Sparkly Hubby walked into the kitchen this morning and sniffed. "What are you doing?"
"Making soup," I said.
He peered into the steaming pot, grabbed the spoon, stirred the carrots. Sampled the salted rice and onions. "You know, it's going to be eighty today," he said mid-taste, as though I couldn't feel the humid air flowing in from the kitchen window.
"I know."
"Having trouble with something?" he asked.
I nodded. "Third to last chapter."
"Still?" He closed the lid with a tinny clang. "That's what I thought," he answered. "At least the soup's good."
He was right, the soup's good. The writing? Not so much. Sometimes it doesn't matter what you do, the words don't flow. Taking a physical break works for many writers. Me too. There's nothing like slathering a fresh coat of paint on a wall to dislodge the verbal logjam, but I can't do that today: I have a Frankenfoot. A walking cast, the result of a nicely *don't ask* broken toe.
So today, instead of ladders and latex, a stainless pot would free my words. Jerry Seinfeld would be proud, 'cause the guy, well he's funny, uses lots of words, and he likes his soup.

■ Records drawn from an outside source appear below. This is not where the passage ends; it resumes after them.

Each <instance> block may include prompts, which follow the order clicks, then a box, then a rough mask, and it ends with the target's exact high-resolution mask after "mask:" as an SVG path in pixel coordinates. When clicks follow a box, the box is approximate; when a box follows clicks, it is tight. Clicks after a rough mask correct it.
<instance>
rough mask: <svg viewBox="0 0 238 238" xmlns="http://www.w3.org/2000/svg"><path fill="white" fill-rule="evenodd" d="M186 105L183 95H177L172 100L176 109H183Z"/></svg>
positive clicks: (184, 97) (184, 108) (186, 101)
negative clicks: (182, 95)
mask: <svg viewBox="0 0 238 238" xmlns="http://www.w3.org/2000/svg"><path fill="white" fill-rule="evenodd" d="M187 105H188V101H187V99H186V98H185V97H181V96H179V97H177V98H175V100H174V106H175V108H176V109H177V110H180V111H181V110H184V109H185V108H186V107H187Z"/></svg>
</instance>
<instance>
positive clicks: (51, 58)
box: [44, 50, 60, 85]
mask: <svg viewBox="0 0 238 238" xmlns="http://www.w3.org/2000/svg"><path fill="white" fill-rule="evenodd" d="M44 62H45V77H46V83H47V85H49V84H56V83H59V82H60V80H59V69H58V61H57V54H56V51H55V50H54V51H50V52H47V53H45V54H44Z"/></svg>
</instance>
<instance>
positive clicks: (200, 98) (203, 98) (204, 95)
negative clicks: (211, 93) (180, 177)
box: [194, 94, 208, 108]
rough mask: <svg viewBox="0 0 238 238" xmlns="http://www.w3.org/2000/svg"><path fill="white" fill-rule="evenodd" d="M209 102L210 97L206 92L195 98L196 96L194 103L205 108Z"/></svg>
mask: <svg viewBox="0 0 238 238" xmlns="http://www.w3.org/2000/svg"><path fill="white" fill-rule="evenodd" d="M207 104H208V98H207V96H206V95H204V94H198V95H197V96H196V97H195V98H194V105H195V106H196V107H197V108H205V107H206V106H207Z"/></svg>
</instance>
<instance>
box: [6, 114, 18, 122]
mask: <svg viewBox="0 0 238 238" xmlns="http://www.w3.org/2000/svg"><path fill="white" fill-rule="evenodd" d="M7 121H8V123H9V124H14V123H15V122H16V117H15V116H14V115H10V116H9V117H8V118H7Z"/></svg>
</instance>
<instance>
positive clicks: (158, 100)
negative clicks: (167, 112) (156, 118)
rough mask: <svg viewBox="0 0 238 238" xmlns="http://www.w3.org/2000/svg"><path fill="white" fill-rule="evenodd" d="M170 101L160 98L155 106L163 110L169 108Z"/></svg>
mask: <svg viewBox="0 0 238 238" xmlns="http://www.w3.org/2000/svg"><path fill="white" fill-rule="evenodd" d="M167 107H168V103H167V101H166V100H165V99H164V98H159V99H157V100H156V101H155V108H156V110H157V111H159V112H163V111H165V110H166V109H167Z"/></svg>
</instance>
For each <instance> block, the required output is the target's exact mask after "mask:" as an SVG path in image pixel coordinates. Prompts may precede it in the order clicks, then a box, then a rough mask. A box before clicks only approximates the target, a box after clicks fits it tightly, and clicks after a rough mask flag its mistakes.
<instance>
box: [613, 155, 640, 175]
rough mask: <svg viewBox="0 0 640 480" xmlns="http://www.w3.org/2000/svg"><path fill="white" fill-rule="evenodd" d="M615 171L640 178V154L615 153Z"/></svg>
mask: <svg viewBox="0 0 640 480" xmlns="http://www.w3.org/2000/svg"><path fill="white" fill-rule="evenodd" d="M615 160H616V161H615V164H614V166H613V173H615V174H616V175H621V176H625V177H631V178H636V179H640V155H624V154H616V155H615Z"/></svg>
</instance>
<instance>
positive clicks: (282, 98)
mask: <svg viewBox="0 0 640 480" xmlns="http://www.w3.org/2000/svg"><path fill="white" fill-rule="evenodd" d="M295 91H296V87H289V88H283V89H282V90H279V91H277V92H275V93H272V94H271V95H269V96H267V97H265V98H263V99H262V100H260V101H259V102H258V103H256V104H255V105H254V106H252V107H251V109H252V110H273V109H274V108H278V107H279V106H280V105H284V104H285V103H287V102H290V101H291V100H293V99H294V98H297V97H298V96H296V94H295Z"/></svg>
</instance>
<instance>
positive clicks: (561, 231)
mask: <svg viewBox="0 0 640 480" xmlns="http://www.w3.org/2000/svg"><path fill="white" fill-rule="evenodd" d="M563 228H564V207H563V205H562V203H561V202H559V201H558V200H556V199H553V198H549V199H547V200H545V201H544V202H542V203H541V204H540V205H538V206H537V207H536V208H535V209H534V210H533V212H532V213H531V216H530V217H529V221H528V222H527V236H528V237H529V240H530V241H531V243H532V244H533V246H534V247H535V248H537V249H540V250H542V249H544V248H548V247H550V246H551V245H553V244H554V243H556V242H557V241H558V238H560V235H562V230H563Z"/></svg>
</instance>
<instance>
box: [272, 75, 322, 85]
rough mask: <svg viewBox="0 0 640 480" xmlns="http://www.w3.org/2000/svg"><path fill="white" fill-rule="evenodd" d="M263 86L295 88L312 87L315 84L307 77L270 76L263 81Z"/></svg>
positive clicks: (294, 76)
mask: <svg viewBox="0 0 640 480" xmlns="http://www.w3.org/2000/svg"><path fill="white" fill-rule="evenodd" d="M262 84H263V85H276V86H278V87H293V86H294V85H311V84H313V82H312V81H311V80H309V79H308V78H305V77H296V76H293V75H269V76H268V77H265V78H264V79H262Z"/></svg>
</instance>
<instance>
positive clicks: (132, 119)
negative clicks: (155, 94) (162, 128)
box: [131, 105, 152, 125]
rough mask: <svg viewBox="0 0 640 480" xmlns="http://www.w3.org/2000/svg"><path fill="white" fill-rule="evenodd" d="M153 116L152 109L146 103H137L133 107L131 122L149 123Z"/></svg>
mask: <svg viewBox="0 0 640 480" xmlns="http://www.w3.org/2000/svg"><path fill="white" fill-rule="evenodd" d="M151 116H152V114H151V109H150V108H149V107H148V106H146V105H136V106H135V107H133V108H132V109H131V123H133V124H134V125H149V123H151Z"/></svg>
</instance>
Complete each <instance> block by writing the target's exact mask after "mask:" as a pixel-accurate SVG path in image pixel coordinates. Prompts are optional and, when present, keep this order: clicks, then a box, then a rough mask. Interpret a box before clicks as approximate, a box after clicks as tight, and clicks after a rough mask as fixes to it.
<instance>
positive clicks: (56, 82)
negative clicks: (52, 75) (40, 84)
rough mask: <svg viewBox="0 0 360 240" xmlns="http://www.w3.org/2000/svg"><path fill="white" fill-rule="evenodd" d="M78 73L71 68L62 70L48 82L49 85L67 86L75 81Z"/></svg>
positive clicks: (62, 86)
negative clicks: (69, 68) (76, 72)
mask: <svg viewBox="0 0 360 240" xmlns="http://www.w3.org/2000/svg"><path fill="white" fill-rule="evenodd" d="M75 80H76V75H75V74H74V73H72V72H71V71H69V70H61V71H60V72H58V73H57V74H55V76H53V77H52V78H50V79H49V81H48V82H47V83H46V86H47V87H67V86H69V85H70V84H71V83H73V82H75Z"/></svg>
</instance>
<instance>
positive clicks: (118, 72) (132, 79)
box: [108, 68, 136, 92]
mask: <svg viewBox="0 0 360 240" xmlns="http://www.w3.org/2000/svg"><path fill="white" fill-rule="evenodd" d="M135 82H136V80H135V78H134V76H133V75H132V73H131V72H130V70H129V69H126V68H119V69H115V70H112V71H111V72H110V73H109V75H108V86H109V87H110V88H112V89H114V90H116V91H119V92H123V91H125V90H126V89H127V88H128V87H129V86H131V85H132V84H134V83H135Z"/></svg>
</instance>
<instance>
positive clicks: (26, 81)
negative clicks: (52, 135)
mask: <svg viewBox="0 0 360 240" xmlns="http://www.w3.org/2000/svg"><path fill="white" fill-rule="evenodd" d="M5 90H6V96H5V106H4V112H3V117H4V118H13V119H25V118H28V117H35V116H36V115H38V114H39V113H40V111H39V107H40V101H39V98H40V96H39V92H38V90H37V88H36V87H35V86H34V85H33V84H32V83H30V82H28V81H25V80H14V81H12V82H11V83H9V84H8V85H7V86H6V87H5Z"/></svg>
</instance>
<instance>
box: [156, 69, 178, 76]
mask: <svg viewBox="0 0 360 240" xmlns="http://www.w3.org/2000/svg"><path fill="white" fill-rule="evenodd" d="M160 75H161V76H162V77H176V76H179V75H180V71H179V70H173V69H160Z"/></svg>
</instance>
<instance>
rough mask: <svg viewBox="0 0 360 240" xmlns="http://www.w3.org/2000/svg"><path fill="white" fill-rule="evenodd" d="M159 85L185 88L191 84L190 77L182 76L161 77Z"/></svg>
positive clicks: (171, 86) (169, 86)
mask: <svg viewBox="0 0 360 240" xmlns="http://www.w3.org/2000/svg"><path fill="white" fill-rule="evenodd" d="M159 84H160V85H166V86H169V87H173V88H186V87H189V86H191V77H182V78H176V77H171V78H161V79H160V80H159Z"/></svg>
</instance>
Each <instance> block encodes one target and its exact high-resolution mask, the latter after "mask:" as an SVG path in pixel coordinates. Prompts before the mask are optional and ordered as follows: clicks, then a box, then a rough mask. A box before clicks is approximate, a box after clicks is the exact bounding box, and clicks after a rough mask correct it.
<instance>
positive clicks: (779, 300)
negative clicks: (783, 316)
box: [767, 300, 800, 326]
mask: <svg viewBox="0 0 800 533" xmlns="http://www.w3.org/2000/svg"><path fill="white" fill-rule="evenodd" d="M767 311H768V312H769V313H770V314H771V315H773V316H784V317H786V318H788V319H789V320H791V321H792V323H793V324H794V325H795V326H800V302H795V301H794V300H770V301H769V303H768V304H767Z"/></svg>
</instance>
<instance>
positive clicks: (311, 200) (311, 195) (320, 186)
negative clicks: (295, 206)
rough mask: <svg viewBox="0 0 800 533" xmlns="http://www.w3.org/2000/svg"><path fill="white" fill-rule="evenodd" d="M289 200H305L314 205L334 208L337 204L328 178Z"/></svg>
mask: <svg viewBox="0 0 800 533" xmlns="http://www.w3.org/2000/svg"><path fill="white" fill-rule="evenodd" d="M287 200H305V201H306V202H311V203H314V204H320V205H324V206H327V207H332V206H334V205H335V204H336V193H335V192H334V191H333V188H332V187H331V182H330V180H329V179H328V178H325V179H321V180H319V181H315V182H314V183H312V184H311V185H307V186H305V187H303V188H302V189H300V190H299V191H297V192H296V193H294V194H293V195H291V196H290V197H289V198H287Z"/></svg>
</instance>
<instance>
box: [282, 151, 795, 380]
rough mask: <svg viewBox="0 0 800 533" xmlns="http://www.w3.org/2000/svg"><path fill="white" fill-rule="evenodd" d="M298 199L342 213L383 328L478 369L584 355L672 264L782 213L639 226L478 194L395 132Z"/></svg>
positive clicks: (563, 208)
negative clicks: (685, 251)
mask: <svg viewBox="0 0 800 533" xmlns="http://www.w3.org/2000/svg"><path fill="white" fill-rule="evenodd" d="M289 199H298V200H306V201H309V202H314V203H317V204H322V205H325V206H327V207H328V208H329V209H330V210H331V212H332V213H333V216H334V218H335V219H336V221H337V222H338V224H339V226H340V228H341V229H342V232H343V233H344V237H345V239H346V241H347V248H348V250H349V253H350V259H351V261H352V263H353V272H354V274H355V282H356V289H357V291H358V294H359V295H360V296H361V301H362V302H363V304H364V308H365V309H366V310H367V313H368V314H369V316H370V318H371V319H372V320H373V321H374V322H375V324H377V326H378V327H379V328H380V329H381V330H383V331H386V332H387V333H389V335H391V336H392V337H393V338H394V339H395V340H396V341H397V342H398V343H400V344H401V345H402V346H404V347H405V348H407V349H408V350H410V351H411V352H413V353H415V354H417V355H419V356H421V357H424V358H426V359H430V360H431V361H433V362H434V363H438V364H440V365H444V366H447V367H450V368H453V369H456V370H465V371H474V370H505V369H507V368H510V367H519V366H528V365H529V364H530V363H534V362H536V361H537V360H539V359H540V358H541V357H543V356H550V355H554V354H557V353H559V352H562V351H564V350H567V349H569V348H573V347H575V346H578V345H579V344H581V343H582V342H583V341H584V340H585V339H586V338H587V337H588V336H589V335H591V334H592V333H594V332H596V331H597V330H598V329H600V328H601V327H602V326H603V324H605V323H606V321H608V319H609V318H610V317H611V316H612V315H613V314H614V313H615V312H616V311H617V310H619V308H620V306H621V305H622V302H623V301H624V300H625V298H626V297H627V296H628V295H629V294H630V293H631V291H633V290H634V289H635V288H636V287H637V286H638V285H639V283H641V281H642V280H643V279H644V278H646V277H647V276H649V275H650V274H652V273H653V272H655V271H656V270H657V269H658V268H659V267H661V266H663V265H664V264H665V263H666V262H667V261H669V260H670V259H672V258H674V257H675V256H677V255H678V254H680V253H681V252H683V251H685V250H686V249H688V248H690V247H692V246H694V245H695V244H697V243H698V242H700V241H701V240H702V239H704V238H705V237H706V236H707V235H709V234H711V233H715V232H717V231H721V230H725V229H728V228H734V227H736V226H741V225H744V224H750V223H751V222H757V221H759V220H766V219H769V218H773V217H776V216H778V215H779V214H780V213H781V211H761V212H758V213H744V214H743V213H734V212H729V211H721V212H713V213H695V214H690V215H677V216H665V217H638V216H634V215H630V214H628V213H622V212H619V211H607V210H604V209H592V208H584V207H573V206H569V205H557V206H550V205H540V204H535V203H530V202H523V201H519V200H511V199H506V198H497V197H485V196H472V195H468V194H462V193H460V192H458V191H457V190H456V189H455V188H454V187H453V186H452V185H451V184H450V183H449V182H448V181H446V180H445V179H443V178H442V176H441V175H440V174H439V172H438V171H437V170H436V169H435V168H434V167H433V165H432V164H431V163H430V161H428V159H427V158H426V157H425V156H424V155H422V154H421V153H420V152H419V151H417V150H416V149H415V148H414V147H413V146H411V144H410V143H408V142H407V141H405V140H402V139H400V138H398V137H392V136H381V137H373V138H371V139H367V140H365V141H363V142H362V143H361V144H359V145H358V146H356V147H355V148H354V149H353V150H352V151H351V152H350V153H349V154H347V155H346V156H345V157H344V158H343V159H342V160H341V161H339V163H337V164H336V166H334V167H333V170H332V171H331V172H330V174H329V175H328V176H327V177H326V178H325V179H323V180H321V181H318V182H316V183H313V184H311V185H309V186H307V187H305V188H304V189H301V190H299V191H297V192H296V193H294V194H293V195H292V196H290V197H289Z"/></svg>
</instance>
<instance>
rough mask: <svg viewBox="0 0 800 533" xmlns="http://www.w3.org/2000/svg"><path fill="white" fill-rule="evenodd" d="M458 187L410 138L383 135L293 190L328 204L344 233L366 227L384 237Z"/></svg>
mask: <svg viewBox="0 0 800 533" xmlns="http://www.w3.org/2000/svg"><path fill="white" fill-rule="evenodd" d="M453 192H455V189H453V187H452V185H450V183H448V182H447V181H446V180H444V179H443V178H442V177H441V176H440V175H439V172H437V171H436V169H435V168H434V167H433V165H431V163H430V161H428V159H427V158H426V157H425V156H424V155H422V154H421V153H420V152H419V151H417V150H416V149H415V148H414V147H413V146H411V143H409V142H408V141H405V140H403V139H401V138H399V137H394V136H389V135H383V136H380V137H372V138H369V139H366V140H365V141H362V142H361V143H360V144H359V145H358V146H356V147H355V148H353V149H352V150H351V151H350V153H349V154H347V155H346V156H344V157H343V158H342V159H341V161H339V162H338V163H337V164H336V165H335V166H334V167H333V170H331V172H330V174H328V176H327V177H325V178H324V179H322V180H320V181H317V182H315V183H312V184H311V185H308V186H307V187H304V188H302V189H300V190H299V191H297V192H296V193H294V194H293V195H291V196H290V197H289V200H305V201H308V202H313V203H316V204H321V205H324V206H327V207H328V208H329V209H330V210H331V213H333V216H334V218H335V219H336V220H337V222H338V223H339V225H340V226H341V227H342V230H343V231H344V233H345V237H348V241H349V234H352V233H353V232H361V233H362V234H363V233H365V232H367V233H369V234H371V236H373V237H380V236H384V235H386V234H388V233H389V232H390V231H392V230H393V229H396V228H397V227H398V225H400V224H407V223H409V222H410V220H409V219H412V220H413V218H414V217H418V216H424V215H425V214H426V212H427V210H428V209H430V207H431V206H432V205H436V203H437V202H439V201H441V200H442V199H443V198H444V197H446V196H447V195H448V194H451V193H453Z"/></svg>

Beef with brown rice on the menu. I chopped veggies and mixed broth, all the while plotting. "Do I really kill off X?" I wondered to myself, "or will a nice maiming do the trick." I continued my mental diatribe: "Will anyone notice if I switch point-of-view, because honestly, X's 'big scene' would resound so much better in first person, not third." Important things, killing-off and point-of-view, at least to a writer; quandaries best solved over a glass of Cabernet, but not this early. It wasn't quite wine-thirty anywhere in the midwest. Maybe in Germany, where they sip lager with their Goetta and eggs, but around here, I've got a rep to maintain. At least around my kids: no wine before noon. Just broth.
Around lunchtime, the rice cooked al dente, the buds still firm but plump and full, we gathered on the deck in swimsuits, and ladled up a steaming bowl of soul-warming, word-inspiring soup.
Served best today with a glass of icy cold tea, because after all, it was eighty degrees outside.